[
https://issues.apache.org/jira/browse/PIG-2353?page=com.atlassian.jira.plugin.system.issuetabpanels:comment-tabpanel&focusedCommentId=13173405#comment-13173405
]
Gianmarco De Francisci Morales commented on PIG-2353:
-----------------------------------------------------
My idea would be to have a distributed implementation of RANK in the following
manner:
Run a Map-only job with n mapper, each mapper just computes the number of
records in each input split and accumulates it in an internal variable (or
alternatively it uses dynamic counters).
At the end, we have a map(partition_id => number_of_records).
This map is small enough to be put in the distributed cache.
Compute the cumulative sum of each number of records.
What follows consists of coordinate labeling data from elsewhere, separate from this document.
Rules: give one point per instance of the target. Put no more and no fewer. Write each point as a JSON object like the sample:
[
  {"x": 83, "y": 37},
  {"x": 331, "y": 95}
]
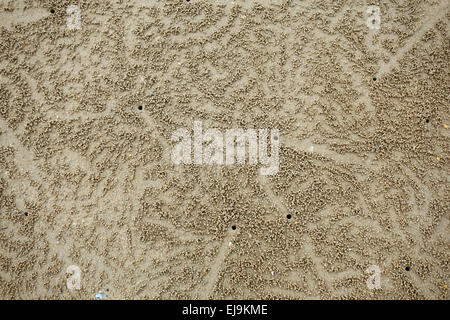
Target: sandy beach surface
[{"x": 91, "y": 201}]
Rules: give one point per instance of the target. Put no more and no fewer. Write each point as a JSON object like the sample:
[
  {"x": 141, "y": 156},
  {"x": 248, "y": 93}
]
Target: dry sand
[{"x": 86, "y": 177}]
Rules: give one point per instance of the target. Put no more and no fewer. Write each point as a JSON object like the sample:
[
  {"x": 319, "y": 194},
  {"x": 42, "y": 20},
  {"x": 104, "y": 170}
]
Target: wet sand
[{"x": 86, "y": 178}]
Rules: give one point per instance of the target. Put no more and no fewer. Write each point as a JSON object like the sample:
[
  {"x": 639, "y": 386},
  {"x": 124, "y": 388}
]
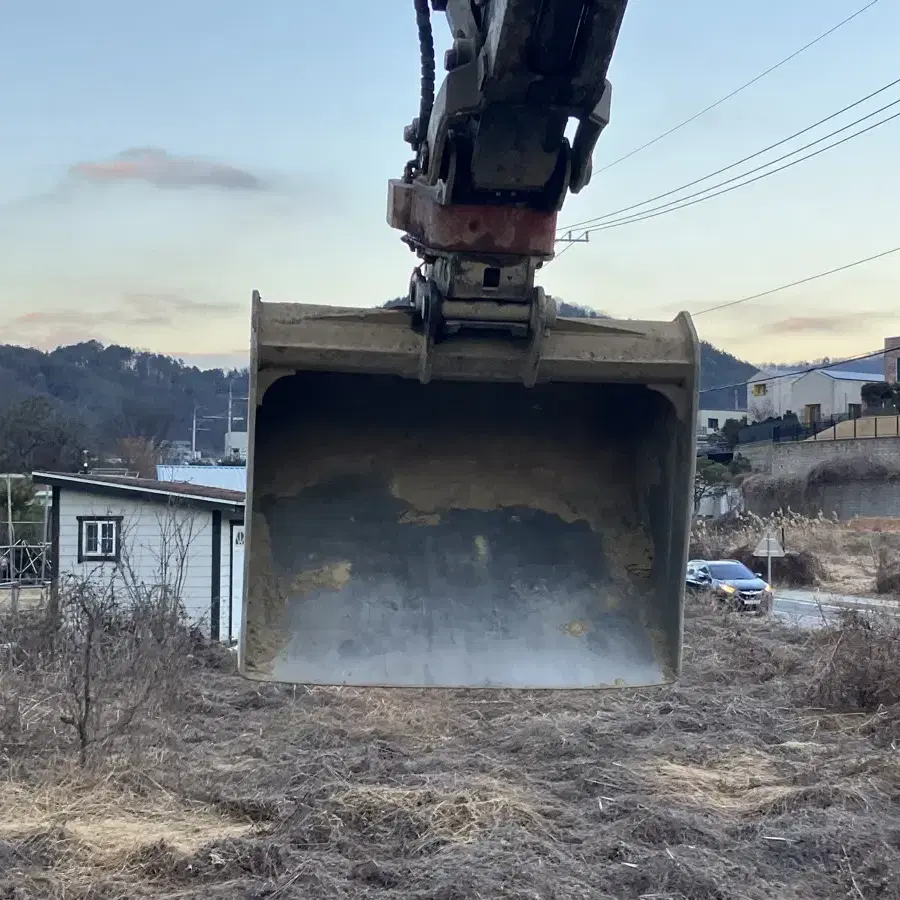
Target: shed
[
  {"x": 187, "y": 537},
  {"x": 825, "y": 394}
]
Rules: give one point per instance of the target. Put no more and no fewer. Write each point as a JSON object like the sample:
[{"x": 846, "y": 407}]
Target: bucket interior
[{"x": 464, "y": 534}]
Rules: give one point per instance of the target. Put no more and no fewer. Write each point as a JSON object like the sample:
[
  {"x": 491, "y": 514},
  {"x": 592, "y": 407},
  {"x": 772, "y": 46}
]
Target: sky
[{"x": 161, "y": 161}]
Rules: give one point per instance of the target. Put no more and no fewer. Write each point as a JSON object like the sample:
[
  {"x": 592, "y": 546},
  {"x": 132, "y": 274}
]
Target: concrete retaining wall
[
  {"x": 865, "y": 499},
  {"x": 796, "y": 458}
]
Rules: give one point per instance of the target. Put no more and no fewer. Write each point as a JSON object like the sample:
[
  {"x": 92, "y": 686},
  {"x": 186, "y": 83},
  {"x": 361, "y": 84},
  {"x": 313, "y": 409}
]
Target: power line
[
  {"x": 816, "y": 368},
  {"x": 739, "y": 162},
  {"x": 809, "y": 278},
  {"x": 738, "y": 90},
  {"x": 675, "y": 205}
]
Then launch a second Map-only job with exactly n mappers, each will read it's
input split and the cumulative number of records preceding it, initialize the
counter with this value and finally RANK the records as they come in.
This would be a distributed implementation of RANK that could scale very well.
I haven't figured out how to integrate it into Pig yet.
> RANK function like in SQL
> -------------------------
>
> Key: PIG-2353
> URL: https://issues.apache.org/jira/browse/PIG-2353
> Project: Pig
> Issue Type: New Feature
> Reporter: Gianmarco De Francisci Morales
> Attachments: PIG2353.patch
>
>
> Implement a function that given a (sorted) bag adds to each tuple a unique,
> increasing identifier without gaps, like what RANK does for SQL.
--
This message is automatically generated by JIRA.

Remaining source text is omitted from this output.